Results & Replacement Checker

Results & Placement Checker

The Problem

1. For a country where over 53% of the population live below the poverty line, buying scratch cards that cost about twice the daily household income – was a challenge to many. Then… having to commute to locations that sell the WAEC scratch card was a challenge for many. Add to that access to internet cafes and having to login, download and print out results… the cost, the logistics, the fact that about half of the adult population is illiterate – the constraints compound. It was particularly difficult for people in the rural areas. I know parents who couldn’t access results until admission deadlines had passed.
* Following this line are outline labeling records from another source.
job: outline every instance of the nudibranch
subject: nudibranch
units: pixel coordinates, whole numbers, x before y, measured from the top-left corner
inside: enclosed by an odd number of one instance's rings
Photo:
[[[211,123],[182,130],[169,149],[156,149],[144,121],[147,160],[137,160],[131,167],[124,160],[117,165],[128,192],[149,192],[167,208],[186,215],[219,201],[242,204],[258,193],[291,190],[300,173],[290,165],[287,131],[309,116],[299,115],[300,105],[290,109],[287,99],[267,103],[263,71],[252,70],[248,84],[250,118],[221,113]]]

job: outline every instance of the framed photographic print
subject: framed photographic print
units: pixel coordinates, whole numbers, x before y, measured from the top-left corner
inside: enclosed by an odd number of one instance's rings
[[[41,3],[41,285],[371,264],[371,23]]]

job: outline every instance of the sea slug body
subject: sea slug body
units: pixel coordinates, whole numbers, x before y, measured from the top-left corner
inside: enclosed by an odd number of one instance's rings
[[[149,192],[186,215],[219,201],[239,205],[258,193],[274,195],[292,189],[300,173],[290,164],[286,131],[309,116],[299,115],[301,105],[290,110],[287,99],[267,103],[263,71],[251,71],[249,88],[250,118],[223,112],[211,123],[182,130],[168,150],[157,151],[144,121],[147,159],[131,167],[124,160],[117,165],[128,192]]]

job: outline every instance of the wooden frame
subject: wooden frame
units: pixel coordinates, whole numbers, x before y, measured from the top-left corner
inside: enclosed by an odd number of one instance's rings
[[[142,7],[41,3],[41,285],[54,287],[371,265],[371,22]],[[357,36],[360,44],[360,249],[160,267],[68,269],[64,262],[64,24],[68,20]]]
2. Being restricted to a single choice school meant that the concentration of choice schools was skewed toward “good” schools. These schools would reach their quota in no time. Students and parents were left to deal with the confusion. A single option, no choice, and little logic to the manual placement!

The intervention

1. By January 2021, less than 30% of the people in SL had access to the internet, but over 90% use mobile phones in SL.

2. So we developed a SMS based result and Placement Checker, giving millions of people the ability to instantly access NPSE results and check for school placement – even people who have the most basic phones and live in the most remote areas benefit from this.

3. For exam results, we pooled data from WAEC, eliminating the need to pay for scratch cards and access the internet.

4. For school placements, we increased the choice of school options from one to three, and replaced the manual placement method with an algorithm that uses two conditions – school intake and school zone.

5. The algorithm puts candidates in descending order of their aggregate score and places them in order of their preferred schools of choice until those schools are filled with the best performing candidate.

6. All primary schools and junior secondary schools are grouped into zones. So if a candidate does not succeed at entering into their 1st, 2nd or 3rd schools of choice, the algorithm will place them into a government/government assisted school with available space that is nearest to their previous school.